Find the probability that xbar exceeds 101 assuming that the sampling distribution is normal by finding an area under the appropriate normal curve using `pnorm` or the normal table in your book. The area to the right of 101 under the green curve is the true probability that the sample mean exceeds 101 when the population is skewed. The area to the right of 101 under the red curve is the calculation of the probability assuming the population is normal.

Based on the graph, is the area under the normal curve too small, too large, or just about right?

3. Consider the previous two problems. Would you conclude that the accuracy of the normal approximation to the sampling distribution of the sample mean from skewed populations is more accurate when the sample size is large? If so, why? Justify your response by refering to the results of the previous two problems.
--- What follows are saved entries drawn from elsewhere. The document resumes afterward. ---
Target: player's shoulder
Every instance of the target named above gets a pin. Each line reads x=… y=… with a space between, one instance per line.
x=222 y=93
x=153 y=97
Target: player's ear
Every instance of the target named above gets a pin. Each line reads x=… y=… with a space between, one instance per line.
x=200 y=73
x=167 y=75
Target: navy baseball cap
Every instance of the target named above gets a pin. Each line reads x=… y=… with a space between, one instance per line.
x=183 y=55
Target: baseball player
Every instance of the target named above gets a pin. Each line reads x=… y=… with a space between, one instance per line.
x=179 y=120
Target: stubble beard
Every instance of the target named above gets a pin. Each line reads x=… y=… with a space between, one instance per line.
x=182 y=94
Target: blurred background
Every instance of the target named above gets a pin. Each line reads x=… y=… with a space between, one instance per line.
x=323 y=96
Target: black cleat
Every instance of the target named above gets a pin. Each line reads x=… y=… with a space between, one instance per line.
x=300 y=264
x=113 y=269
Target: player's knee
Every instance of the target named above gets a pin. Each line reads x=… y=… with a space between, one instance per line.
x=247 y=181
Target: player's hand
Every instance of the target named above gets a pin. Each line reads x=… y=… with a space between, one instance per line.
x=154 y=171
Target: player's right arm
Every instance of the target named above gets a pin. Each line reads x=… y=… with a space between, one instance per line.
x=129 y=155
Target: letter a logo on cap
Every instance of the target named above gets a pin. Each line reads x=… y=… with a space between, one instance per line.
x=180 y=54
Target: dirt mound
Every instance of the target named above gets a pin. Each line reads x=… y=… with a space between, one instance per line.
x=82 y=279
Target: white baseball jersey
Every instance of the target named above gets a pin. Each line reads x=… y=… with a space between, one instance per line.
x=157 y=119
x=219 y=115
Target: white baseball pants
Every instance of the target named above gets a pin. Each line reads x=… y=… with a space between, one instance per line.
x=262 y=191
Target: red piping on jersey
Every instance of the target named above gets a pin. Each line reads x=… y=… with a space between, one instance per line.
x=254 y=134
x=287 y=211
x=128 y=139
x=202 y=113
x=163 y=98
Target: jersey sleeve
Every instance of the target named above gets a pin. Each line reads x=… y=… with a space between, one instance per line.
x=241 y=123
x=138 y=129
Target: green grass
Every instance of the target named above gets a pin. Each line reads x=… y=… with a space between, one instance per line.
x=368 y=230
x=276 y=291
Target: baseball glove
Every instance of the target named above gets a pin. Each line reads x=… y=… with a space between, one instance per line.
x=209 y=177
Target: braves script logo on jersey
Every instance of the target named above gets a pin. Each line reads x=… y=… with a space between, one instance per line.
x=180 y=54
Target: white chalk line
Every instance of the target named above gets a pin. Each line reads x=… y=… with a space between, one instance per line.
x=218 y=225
4. Your textbook says the normal approximation to the binomial distribution will be fairly accurate when `np` > 5 and `n(1-p)` > 5.

If `p = 0.01`, at least how large should the sample be according to the rule?

If `p = 0.2`, at least how large should the sample be according to the rule?

If `p = 0.5`, at least how large should the sample be according to the rule?

5. Draw graphs of binomial distributions with `n` equal to 30 and `p` equal to 0.01, 0.2, 0.5 and 0.9.

```> for(p in c(0.01,0.2,0.5,0.9)){gbinom(30,p)}
```

Which statement is more correct?

A. As long as `n` is at least 30, the binomial distribution is well approximated by a normal curve.

B. When `p` is close to 0 or 1, `n` must be larger for the normal approximation to be good than when `p` is close to 0.5.